Officials say they are closely monitoring these risks and coordinating responses through the government’s Central Crisis Management Committee.


Strategic reserves are being used as a buffer


To mitigate these pressures, Egypt is relying heavily on its strategic reserves of fuel and essential commodities.


Authorities say the country maintains sufficient stockpiles of:




  • gasoline and diesel




  • cooking gas




  • key food commodities




These reserves help stabilize markets during sudden global price spikes or temporary supply disruptions.


The government has also strengthened oversight of domestic markets to prevent hoarding or price manipulation during the crisis.


Social protection measures aim to cushion households


Recognizing that rising fuel prices and currency volatility could affect living costs, the government has introduced temporary social protection measures.

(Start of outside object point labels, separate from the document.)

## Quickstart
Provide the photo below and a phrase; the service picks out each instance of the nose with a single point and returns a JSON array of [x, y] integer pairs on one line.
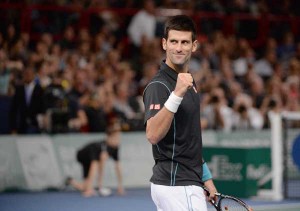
[[178, 47]]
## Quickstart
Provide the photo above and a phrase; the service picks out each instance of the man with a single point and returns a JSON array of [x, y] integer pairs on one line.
[[27, 105], [172, 118], [92, 158]]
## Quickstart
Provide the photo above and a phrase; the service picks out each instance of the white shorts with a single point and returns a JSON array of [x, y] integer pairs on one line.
[[181, 198]]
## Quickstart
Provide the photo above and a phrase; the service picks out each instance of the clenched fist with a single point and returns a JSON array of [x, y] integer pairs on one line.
[[184, 82]]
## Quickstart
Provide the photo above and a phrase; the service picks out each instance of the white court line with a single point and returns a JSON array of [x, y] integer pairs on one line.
[[274, 207]]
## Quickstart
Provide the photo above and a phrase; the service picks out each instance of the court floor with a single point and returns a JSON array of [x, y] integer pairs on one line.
[[134, 200]]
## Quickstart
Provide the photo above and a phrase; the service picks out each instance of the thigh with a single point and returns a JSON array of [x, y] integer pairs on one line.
[[178, 198]]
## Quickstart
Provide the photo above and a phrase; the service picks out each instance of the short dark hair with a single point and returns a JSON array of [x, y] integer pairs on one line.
[[180, 23]]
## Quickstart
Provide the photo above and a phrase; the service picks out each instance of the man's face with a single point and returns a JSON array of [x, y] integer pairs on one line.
[[179, 48]]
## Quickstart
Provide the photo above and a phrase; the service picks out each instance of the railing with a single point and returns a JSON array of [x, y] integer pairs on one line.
[[35, 19]]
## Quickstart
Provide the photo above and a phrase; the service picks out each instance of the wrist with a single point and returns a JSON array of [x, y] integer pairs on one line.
[[173, 102]]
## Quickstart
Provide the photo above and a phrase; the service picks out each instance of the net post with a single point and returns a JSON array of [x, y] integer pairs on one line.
[[276, 155]]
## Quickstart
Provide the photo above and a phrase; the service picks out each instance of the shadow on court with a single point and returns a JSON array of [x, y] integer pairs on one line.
[[134, 200]]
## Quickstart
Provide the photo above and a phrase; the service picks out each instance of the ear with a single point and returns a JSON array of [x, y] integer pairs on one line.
[[195, 46], [164, 44]]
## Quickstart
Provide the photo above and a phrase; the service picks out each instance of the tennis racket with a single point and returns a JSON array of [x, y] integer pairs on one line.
[[229, 203]]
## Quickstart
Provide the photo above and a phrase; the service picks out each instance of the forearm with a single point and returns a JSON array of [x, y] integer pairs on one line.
[[91, 175], [159, 125], [119, 174]]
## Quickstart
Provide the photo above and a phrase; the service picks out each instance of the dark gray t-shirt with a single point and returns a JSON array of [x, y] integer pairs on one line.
[[178, 156]]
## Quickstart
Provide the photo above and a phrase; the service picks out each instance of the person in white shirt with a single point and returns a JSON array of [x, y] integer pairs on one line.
[[143, 24]]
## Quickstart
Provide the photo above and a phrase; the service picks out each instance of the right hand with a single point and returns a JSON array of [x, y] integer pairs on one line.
[[184, 82]]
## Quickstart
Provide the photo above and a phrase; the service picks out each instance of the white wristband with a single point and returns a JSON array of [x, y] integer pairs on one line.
[[173, 102]]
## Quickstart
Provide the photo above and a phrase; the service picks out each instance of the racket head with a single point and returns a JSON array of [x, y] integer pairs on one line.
[[230, 203]]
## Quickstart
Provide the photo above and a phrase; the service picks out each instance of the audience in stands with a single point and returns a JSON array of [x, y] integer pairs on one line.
[[85, 69]]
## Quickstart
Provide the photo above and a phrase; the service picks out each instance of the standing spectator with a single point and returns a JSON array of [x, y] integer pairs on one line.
[[143, 24], [245, 116], [264, 66], [27, 105], [216, 112], [93, 156]]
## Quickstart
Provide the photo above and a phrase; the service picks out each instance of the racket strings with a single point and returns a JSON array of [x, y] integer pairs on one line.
[[231, 205]]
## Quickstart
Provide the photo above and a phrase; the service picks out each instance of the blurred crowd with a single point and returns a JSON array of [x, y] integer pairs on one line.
[[77, 82]]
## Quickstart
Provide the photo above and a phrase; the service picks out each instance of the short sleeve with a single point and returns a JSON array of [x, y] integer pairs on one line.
[[155, 96]]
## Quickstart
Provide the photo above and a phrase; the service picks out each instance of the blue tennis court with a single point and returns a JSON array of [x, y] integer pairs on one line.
[[134, 200]]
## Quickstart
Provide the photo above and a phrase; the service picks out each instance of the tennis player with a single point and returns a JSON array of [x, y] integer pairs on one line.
[[172, 119]]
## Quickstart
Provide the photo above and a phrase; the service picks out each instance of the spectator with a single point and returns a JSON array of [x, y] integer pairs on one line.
[[264, 66], [216, 113], [93, 157], [245, 116], [143, 24]]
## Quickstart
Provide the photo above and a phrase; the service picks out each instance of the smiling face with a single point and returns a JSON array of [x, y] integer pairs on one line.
[[179, 47]]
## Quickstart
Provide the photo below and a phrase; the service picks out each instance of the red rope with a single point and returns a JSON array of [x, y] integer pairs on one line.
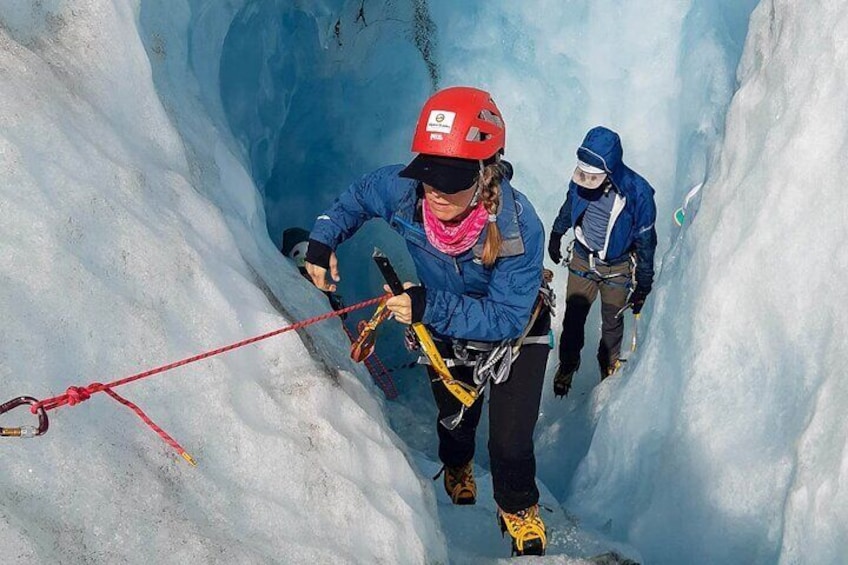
[[76, 395]]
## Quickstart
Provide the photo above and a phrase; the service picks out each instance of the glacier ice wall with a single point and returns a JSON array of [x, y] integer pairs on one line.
[[726, 443], [132, 235]]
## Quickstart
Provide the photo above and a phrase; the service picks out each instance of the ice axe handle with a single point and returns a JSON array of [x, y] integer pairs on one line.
[[388, 272]]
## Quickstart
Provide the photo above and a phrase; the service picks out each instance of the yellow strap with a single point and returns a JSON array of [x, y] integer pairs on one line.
[[465, 395]]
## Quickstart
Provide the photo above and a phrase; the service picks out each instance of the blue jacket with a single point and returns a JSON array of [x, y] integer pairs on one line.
[[465, 300], [633, 229]]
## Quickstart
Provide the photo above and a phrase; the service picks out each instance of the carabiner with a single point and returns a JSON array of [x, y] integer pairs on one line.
[[363, 347], [25, 432]]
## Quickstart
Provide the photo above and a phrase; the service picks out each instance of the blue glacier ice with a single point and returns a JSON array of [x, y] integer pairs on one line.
[[152, 152]]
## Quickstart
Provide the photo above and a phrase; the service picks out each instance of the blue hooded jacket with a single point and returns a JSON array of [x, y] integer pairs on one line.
[[634, 229], [465, 299]]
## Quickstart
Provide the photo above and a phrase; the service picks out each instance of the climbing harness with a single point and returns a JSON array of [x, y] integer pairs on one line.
[[75, 395], [466, 394], [492, 362]]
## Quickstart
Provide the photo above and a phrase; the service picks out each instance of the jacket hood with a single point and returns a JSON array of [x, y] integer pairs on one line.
[[601, 148]]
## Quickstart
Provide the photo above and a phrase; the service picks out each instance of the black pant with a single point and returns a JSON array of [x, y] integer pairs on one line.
[[582, 290], [513, 412]]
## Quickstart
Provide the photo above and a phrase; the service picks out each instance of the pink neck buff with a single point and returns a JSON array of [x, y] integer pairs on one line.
[[456, 239]]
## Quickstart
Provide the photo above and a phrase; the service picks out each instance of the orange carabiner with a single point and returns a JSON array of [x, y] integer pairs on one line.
[[25, 432], [363, 347]]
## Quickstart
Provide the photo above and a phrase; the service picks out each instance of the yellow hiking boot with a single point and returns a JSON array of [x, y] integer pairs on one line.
[[459, 483], [611, 370], [526, 529]]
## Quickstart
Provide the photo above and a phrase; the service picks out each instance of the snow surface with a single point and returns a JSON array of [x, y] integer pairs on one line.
[[143, 142]]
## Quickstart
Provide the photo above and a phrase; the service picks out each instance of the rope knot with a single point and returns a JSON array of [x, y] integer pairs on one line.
[[76, 395]]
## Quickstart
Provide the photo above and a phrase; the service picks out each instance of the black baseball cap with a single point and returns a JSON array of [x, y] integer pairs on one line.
[[446, 174]]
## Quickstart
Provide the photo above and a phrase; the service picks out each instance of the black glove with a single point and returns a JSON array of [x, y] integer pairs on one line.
[[637, 300], [554, 245]]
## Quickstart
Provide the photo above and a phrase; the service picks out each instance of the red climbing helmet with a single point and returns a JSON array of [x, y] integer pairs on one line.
[[460, 122]]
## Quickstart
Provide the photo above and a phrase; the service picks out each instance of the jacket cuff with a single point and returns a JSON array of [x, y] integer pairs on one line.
[[318, 253], [418, 296]]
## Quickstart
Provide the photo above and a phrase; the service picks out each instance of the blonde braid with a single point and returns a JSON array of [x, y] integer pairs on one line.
[[490, 195]]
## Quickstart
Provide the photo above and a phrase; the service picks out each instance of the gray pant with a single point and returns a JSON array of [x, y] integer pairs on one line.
[[583, 288]]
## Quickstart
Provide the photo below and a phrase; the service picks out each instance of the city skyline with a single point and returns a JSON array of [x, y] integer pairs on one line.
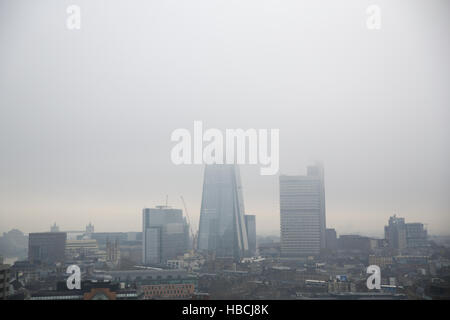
[[86, 116]]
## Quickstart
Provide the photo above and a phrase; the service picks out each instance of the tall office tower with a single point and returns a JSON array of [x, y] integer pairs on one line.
[[416, 235], [89, 229], [222, 224], [47, 247], [395, 233], [250, 225], [165, 234], [54, 228], [302, 213], [331, 239], [400, 235]]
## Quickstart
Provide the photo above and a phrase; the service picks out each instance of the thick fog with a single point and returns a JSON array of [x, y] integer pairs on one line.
[[86, 115]]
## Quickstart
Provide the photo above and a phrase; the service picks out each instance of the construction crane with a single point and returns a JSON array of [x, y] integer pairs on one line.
[[190, 225]]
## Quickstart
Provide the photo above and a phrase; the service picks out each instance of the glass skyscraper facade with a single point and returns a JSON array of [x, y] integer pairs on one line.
[[222, 229], [302, 213]]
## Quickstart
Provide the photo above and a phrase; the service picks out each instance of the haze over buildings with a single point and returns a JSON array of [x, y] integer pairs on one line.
[[86, 115]]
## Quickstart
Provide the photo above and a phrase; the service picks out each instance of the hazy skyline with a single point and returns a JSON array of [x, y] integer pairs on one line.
[[86, 115]]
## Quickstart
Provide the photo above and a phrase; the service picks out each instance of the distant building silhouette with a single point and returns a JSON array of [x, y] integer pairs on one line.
[[222, 228], [250, 225], [165, 234], [302, 213], [47, 247]]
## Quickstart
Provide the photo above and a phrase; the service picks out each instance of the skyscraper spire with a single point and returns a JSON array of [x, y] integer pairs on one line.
[[222, 223]]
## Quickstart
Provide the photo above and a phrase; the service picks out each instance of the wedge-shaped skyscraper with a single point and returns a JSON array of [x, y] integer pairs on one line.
[[222, 224]]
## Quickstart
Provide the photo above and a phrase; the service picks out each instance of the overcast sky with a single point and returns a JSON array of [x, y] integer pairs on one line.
[[86, 115]]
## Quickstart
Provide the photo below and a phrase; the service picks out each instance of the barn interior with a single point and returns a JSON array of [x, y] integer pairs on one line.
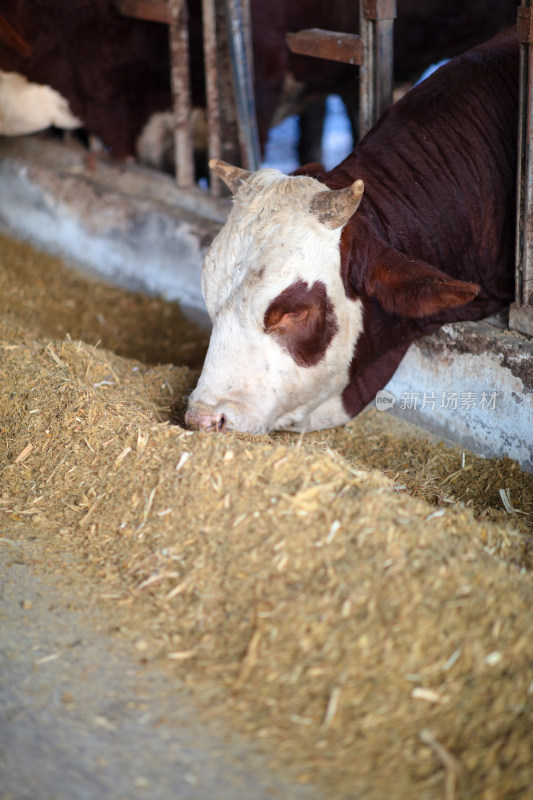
[[351, 605]]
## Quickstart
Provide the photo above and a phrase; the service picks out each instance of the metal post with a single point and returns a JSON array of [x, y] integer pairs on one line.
[[521, 311], [181, 92], [242, 79], [211, 87], [376, 28]]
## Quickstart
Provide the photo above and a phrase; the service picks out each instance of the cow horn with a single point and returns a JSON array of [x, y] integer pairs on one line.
[[232, 176], [333, 208]]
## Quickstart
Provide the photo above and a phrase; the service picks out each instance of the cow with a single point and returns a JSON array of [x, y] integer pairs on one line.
[[113, 72], [319, 281]]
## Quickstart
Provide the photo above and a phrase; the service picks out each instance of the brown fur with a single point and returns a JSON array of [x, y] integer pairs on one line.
[[302, 321]]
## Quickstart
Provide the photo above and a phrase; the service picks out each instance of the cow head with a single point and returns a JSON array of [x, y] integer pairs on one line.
[[284, 326]]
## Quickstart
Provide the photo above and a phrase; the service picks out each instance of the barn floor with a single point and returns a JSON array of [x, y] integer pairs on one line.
[[356, 602]]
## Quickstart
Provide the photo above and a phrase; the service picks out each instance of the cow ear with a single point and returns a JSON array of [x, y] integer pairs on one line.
[[413, 288]]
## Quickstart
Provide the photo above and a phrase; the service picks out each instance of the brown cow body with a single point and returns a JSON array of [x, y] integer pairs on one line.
[[315, 293], [114, 72]]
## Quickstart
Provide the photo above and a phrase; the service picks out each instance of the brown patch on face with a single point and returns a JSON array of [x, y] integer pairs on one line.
[[302, 320]]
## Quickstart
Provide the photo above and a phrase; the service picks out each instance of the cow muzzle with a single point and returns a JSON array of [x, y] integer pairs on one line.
[[201, 417]]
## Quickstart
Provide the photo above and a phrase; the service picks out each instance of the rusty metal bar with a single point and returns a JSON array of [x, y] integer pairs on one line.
[[214, 143], [521, 311], [150, 10], [244, 90], [345, 47], [376, 28], [181, 92]]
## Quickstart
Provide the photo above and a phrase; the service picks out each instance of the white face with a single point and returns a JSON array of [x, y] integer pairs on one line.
[[284, 331]]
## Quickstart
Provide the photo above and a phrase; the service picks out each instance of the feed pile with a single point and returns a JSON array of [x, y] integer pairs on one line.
[[381, 643]]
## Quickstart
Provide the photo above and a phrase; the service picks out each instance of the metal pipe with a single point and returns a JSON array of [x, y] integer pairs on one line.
[[244, 90]]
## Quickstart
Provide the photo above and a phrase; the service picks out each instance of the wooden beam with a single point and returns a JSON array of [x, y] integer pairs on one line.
[[521, 311], [345, 47], [181, 92], [150, 10]]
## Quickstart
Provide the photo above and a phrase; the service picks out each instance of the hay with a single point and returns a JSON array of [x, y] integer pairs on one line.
[[379, 643]]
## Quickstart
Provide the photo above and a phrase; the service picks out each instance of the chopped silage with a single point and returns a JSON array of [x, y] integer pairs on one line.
[[380, 643]]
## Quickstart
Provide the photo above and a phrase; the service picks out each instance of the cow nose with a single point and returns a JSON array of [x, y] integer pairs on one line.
[[204, 418]]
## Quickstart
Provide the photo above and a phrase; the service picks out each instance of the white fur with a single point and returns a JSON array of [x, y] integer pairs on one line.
[[29, 107], [270, 240]]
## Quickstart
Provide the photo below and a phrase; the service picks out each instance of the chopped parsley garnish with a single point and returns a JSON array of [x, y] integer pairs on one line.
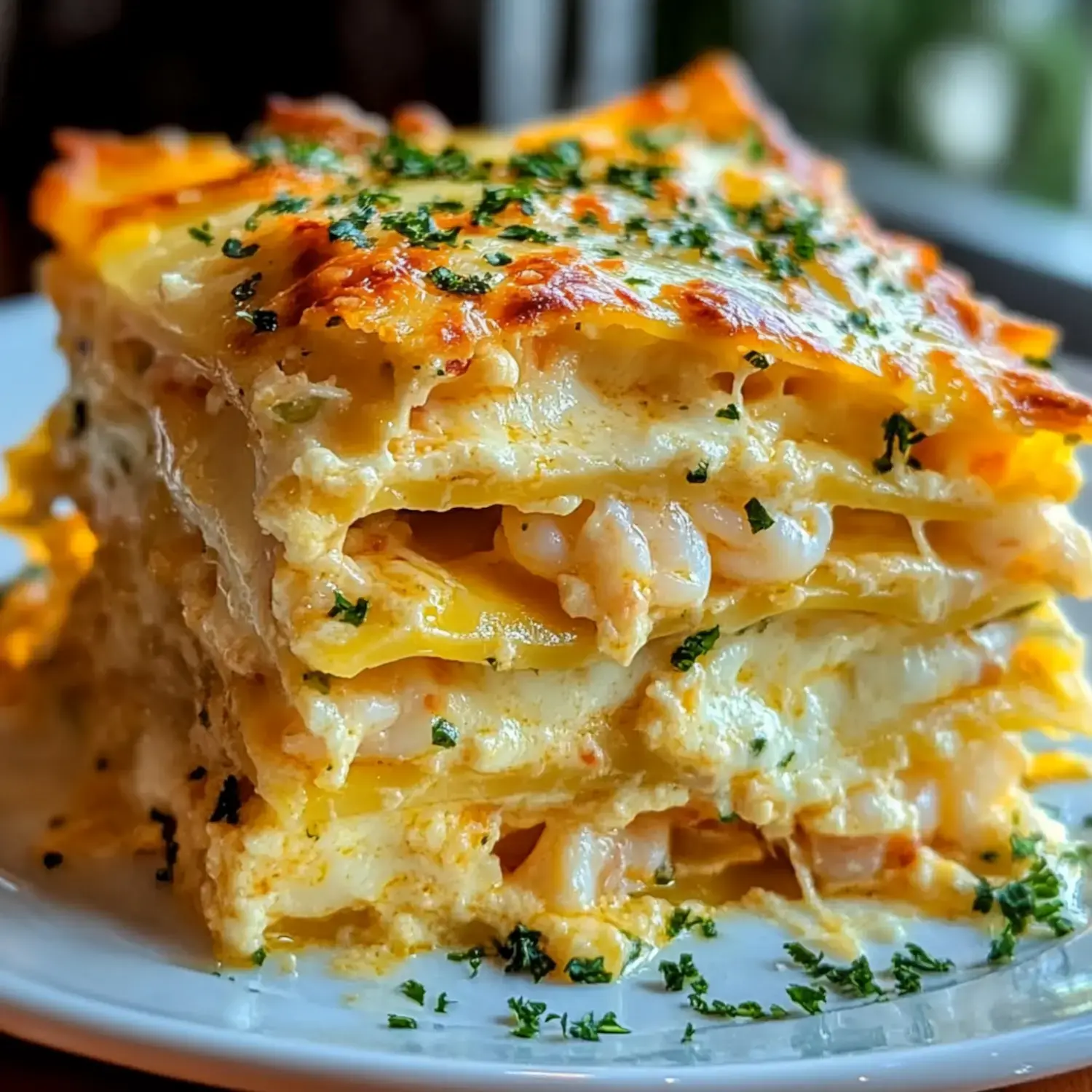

Low-income households will receive an additional EGP 400 per month for two months through the ration card system and the Takaful and Karama cash-transfer program.


The government is also preparing wage increases in the next state budget, particularly for public sector workers in healthcare and education.


These measures aim to ensure that economic reforms continue while protecting vulnerable households from sudden shocks.


Egypt is trying to balance stability and reform


Despite the economic pressures caused by the war, officials say Egypt will continue implementing its broader economic reform agenda.


The government’s priority is maintaining energy security, stable supply chains, and functioning industrial activity, while managing inflation and currency volatility.


Regional conflicts have historically had strong ripple effects across the Middle East’s economies. Egypt’s challenge now is navigating the uncertainty while protecting growth and maintaining investor confidence.


For policymakers, the coming months will likely require a delicate balance between crisis management and long-term economic planning.